When it comes to cutting your lawn the most environmentally friendly choice out there is a reel mower. Light weight and fueled by your own two feet and a heartbeat, a properly chosen reel mower will do as good as or a better job than any power lawn mower.
There are a few situations where a reel mower may not be a good idea though. Expansive, half acre yards will take hours to cut and may quickly exhaust the benefits of a reel mower. Rocky, barren lots may also not be the best place to use one. If your lawn has tall, stalky weeds growing in and around it, a reel mower won’t do an optimum job. That’s because the reel mower is designed to actually cut the grass, not tear it away as a power lawn mower does. So when the weeds (or even grass) are too long for the blades to catch as they spin, the tall plants will simply get pushed down and pop up right behind you.
This isn’t to say that you can’t tackle weeds in your lawn with a reel mower. Who doesn’t have weeds? And nearly any one can use a reel mower. You just need to bend and pull the weeds out as you go. The more regularly you mow, the stronger your grass will grow and the less room weeds will have to thrive. It just takes a little muscle and attention to remove each weed as they come.

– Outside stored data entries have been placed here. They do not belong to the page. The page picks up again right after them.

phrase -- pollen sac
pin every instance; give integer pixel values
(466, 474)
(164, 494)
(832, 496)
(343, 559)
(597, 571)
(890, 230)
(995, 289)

Look for a reel mower that you can push with relative ease. Consider the lay of your yard, your own strength and even the type of grass that you have. Some grasses are actually cut better with heavier reel mowers – such as thick growing Bermuda, Zoysia and St. Augustine. Light weight mowers will just skim over the top of these grass types. Thinner grasses will be handled well with lighter models. Some brands actually have batteries and motors as well, which adds to the weight. Try a reel mower without a motor first before jumping to this type.
The width of your mower will also impact the weight. Do you have a larger lot? Purchasing a wider mower will cut down on mowing time, but will also bump up the weight. Calculate whether a wider, heavier mower will actually cut down on your total mowing time over a thinner, lighter mower that you can push with greater speed.
Choose a reel mower based on the blades as well, as there are a few different options out there. Some have tempered alloy blades that cut with a contact or friction method. You’ll hear a soft tick, tick, tick as you mow. You’ll also need to use the sharpening kit included to perform annual maintenance – usually in about 30 minutes. Other types have hardened steel blades that don’t use the friction method and have no metal-on-metal operation. These can go for up to a decade without sharpening, but will likely need the attention of a lawn mower professional by then.
Work through the different options, designs, weights and widths of reel mowers to choose the brand that’s right for you. Whichever one you pick up, you sure to have a durable, effective and eco-friendly way to trim the grass and get some exercise at the same time.